New research shows corporate demand for cybersecurity skills is rising faster than internal supply, with innovative thinking needed to plug the gap – both in the acquisition and retention of key talent.
The report "Cybersecurity Talent: The Big Gap in Cyber Protection" by Capgemini's Digital Transformation Institute demonstrates that, of all the digital skills necessary for organizations with aspirations of digital leadership, cybersecurity represents the biggest gap between demand for those skills and internal supply.
The report surveyed more than 1,200 senior executives and front-line employees and analyzed social media sentiment of more than 8,000 cybersecurity employees. Sixty-eight percent of organizations reported high demand for cybersecurity skills compared to 61% demanding innovation skills and 64% analytics skills.
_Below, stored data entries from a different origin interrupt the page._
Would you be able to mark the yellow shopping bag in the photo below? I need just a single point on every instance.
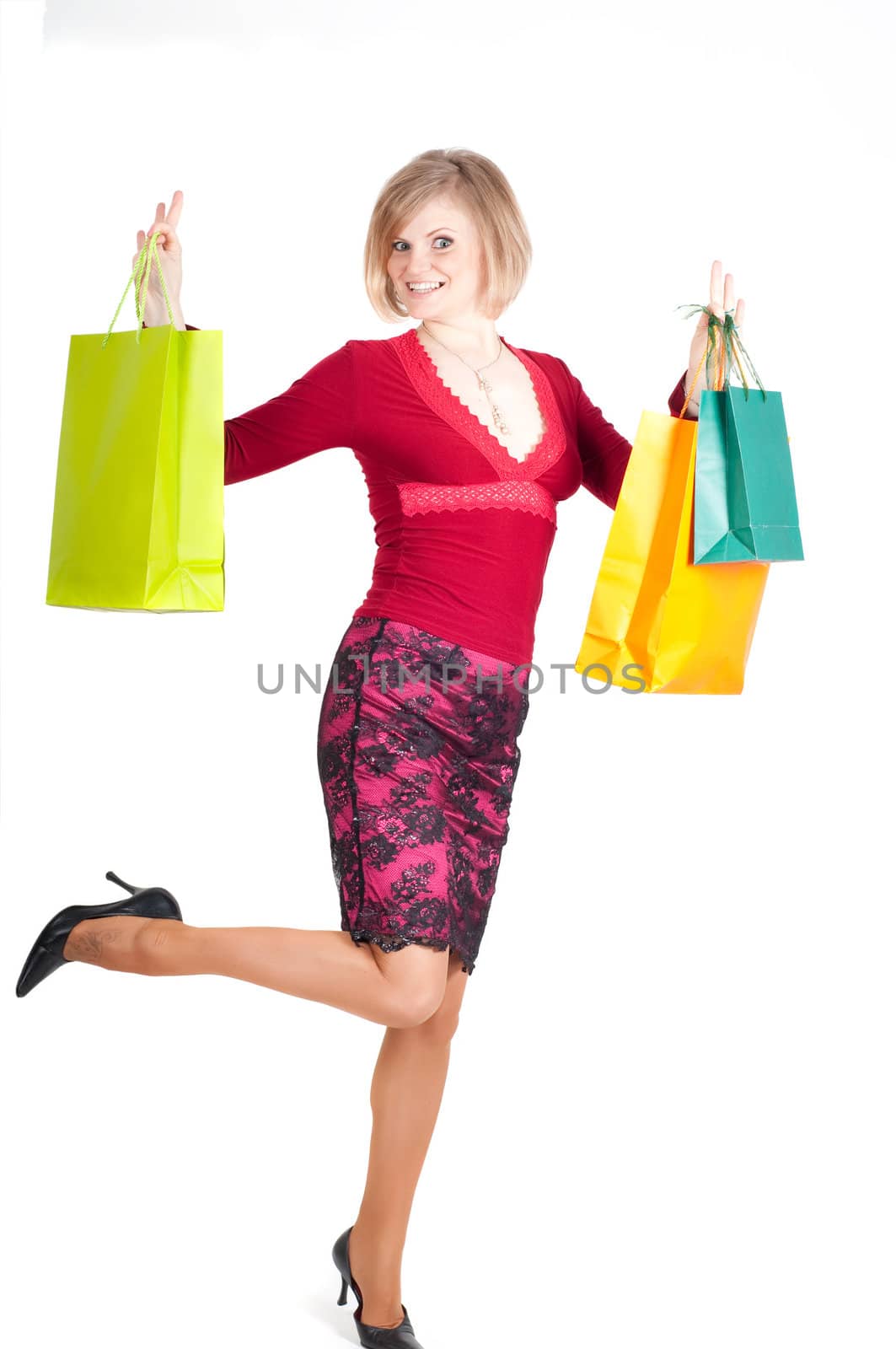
(655, 617)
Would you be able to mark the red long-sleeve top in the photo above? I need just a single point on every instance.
(463, 529)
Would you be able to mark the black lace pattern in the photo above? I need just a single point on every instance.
(417, 755)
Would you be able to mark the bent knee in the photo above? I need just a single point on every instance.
(416, 1007)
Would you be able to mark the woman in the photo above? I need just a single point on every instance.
(467, 443)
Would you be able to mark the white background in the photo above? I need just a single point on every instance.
(669, 1112)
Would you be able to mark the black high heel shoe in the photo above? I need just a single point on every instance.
(46, 954)
(373, 1337)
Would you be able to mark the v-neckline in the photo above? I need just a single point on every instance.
(431, 386)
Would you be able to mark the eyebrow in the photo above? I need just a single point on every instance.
(442, 229)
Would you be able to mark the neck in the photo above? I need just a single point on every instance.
(474, 339)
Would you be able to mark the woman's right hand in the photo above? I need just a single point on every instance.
(170, 254)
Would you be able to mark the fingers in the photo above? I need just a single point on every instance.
(716, 289)
(174, 209)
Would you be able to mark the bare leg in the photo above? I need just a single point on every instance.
(397, 989)
(405, 1097)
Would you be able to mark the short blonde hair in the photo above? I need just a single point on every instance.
(483, 192)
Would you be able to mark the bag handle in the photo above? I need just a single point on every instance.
(722, 355)
(142, 267)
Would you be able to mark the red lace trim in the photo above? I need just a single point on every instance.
(507, 496)
(446, 404)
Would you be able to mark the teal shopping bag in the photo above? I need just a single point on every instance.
(743, 497)
(743, 494)
(138, 519)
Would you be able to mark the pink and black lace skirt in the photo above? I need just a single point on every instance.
(417, 772)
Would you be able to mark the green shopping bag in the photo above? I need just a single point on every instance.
(743, 496)
(138, 519)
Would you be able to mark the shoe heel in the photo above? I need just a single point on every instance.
(125, 885)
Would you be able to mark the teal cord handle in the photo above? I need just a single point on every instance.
(732, 344)
(142, 269)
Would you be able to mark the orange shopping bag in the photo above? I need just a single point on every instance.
(655, 617)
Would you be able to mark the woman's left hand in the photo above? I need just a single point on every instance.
(720, 303)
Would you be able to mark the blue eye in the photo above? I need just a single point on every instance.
(439, 250)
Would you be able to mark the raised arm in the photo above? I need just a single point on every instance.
(604, 451)
(316, 411)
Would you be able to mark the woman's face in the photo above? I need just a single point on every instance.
(440, 245)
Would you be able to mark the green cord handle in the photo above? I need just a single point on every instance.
(730, 344)
(142, 269)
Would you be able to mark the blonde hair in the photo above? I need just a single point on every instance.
(482, 191)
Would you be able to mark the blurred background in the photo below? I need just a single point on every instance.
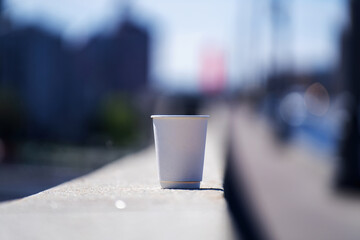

Demand for these skills was then set against the availability of proficient skills already present in the organization. This identified a 25 percentage point gap for cybersecurity skills (with 43% availability of proficient skills already present in the organization), compared to a 13 percentage point gap for analytics (51% already present) and a 21 percentage point gap for innovation (40% already present).
"The cybersecurity skills gap has a very real effect on organizations in every sector," said Mike Turner, Chief Operating Officer of Capgemini's Cybersecurity Global Service Line. "Spending months rather than weeks looking for suitable candidates is not only inefficient, it also leaves organizations dangerously exposed to rising incidents of cybercrime. Business leaders must urgently rethink how they recruit and retain talent, particularly if they wish to maximize the benefits from investment in digital transformation."
The demand for precious cybersecurity talent is projected to grow over the next 2-3 years with 72% of respondents predicting high demand for cybersecurity in 2020, compared to 68% today. Set against increasing incidents of cyberattacks and the need for organizations to not only protect themselves but also maximize competitive advantage from digitization, the report recommends a series of tactical priorities for business leaders.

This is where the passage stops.